Tip: Roast carrot sticks with a touch of olive oil and fresh herbs for a flavorful side packed with nutrients.

7. Beets

Beets provide betalains, pigments with strong antioxidant and anti-inflammatory properties. They can support heart health and improve blood flow.
Tip: Roast beets with a drizzle of olive oil and sprinkle of fresh herbs for a vibrant, nutrient-dense dish.

8. Tomatoes

Tomatoes are rich in lycopene, an antioxidant linked to heart and skin benefits.

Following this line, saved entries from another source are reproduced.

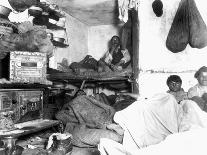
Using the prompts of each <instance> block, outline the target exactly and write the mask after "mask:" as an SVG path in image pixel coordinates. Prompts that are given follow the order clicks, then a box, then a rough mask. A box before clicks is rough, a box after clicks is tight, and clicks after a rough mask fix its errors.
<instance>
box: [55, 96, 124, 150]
mask: <svg viewBox="0 0 207 155" xmlns="http://www.w3.org/2000/svg"><path fill="white" fill-rule="evenodd" d="M114 113H115V110H114V109H113V108H112V107H111V106H109V105H106V104H104V103H102V102H100V101H98V100H96V99H95V98H94V97H92V96H86V95H81V96H77V97H76V98H74V99H73V100H72V101H71V102H69V103H67V104H66V105H65V106H64V107H63V109H62V110H61V111H59V112H58V113H57V114H56V118H57V119H58V120H61V121H62V122H63V123H64V124H66V128H65V131H64V132H69V133H71V134H72V135H73V140H72V143H73V145H75V146H78V147H95V146H96V145H97V144H98V143H99V141H100V138H110V139H113V140H114V141H118V142H120V141H121V140H122V136H121V135H119V134H118V133H116V132H115V131H112V130H108V129H107V125H109V124H111V123H112V118H113V116H114Z"/></svg>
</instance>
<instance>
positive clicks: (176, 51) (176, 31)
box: [166, 0, 189, 53]
mask: <svg viewBox="0 0 207 155" xmlns="http://www.w3.org/2000/svg"><path fill="white" fill-rule="evenodd" d="M188 12H189V10H188V1H187V0H181V2H180V4H179V7H178V10H177V12H176V14H175V17H174V20H173V23H172V25H171V28H170V31H169V33H168V36H167V40H166V46H167V48H168V50H170V51H171V52H173V53H178V52H181V51H183V50H184V49H185V48H186V46H187V44H188V40H189V26H188V25H189V21H188Z"/></svg>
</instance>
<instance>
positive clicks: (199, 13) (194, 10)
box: [188, 0, 207, 48]
mask: <svg viewBox="0 0 207 155" xmlns="http://www.w3.org/2000/svg"><path fill="white" fill-rule="evenodd" d="M188 5H189V28H190V37H189V44H190V46H191V47H193V48H204V47H205V46H206V45H207V27H206V24H205V22H204V21H203V19H202V17H201V14H200V13H199V11H198V8H197V7H196V4H195V1H194V0H188Z"/></svg>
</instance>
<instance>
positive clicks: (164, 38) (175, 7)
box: [138, 0, 207, 97]
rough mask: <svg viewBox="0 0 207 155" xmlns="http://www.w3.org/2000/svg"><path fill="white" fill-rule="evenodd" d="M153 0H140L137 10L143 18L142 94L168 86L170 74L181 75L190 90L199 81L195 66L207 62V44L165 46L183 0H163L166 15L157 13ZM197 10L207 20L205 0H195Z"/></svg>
mask: <svg viewBox="0 0 207 155" xmlns="http://www.w3.org/2000/svg"><path fill="white" fill-rule="evenodd" d="M153 1H154V0H147V1H141V3H140V6H139V9H138V12H139V13H138V14H139V21H140V45H139V68H140V75H139V79H138V83H139V91H140V96H144V97H145V96H146V97H147V96H151V95H153V94H155V93H158V92H163V91H166V90H167V86H166V80H167V77H168V76H169V75H171V74H177V75H180V76H181V78H182V79H183V87H184V89H185V90H186V91H187V90H188V89H189V87H191V86H192V85H194V84H195V83H196V82H197V81H196V80H195V79H194V77H193V75H194V73H195V70H197V69H198V68H200V67H201V66H203V65H207V61H206V59H207V47H205V48H202V49H196V48H191V47H190V46H189V45H188V46H187V47H186V49H185V50H184V51H182V52H179V53H173V52H171V51H169V50H168V49H167V48H166V45H165V43H166V39H167V35H168V32H169V30H170V27H171V24H172V22H173V19H174V16H175V13H176V11H177V9H178V6H179V2H180V0H162V2H163V15H162V16H161V17H156V15H155V14H154V12H153V10H152V2H153ZM195 2H196V5H197V8H198V10H199V11H200V13H201V16H202V18H203V20H204V21H205V23H207V10H206V8H205V0H195Z"/></svg>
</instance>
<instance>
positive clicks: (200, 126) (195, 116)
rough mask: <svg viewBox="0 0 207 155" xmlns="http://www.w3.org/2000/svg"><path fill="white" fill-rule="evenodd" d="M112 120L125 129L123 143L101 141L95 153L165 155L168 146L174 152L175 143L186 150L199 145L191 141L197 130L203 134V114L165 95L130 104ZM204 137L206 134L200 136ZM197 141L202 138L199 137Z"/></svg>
mask: <svg viewBox="0 0 207 155" xmlns="http://www.w3.org/2000/svg"><path fill="white" fill-rule="evenodd" d="M114 120H115V121H116V122H117V123H118V124H120V125H121V126H122V128H123V129H124V130H125V132H124V138H123V143H122V144H119V143H114V142H113V141H111V140H108V139H101V141H100V144H99V150H100V152H101V154H103V155H104V153H106V152H107V153H108V154H109V155H110V154H117V155H122V154H139V155H142V154H143V155H145V154H148V155H153V154H155V152H156V151H158V152H160V154H163V155H164V153H165V154H169V152H170V151H168V147H169V150H172V145H173V148H174V149H175V150H177V148H175V147H174V146H175V145H176V146H177V145H178V144H177V143H178V141H179V145H180V146H179V148H182V145H185V146H183V148H186V149H187V148H188V147H187V145H189V146H192V145H201V144H200V143H198V142H194V140H193V138H194V136H195V137H196V134H197V133H198V130H202V129H203V130H204V131H203V133H205V131H207V128H206V127H207V113H205V112H204V111H202V110H201V109H200V108H199V107H198V106H197V104H196V103H195V102H193V101H191V100H184V101H182V102H181V104H177V102H176V100H175V98H174V97H173V96H172V95H170V94H165V93H164V94H157V95H155V96H154V97H152V98H151V99H147V100H140V101H136V102H134V103H133V104H132V105H130V106H129V107H127V108H126V109H124V110H122V111H120V112H117V113H116V114H115V116H114ZM130 120H131V121H130ZM191 134H192V135H191ZM205 136H207V134H204V137H205ZM166 137H167V138H166ZM171 137H172V138H171ZM200 138H201V140H202V139H203V137H202V136H200ZM190 139H191V140H190ZM197 139H198V138H197ZM192 141H193V144H192ZM198 141H199V142H200V140H198ZM184 142H185V143H184ZM174 143H175V144H174ZM111 146H114V147H111ZM198 147H199V146H197V148H198ZM148 149H149V150H148ZM103 150H104V151H103ZM143 150H147V151H143ZM164 150H167V151H166V152H165V151H164ZM154 151H155V152H154ZM146 152H148V153H146ZM177 152H179V151H177ZM192 152H193V150H192ZM156 154H157V153H156ZM158 154H159V153H158ZM175 154H179V153H175Z"/></svg>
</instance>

Cooking them slightly increases the availability of lycopene.
Tip: Make a simple tomato sauce by simmering chopped tomatoes with garlic and olive oil for a nutrient-packed addition to meals.

9. Red Cabbage

Red cabbage is loaded with anthocyanins, antioxidants that give it a deep purple hue and help reduce oxidative stress.
Tip: Shred raw red cabbage into slaws or lightly sauté for a crunchy, antioxidant-rich side.

10. Asparagus

Asparagus contains vitamin C, vitamin E, and glutathione, which work together to support detoxification and cell protection.
Tip: Roast asparagus with a drizzle of olive oil and a pinch of salt to keep it tender yet crisp while preserving antioxidants.
Incorporating these antioxidant-rich vegetables into your meals is easier than it seems. Mix raw, roasted, or lightly cooked options throughout the week to maximize benefits. Even small additions—like a handful of kale in your morning smoothie or a side of roasted red peppers—can make a noticeable difference in energy, immunity, and overall wellbeing. Paying attention to which vegetables you choose and how you prepare them turns everyday meals into powerful allies for your health.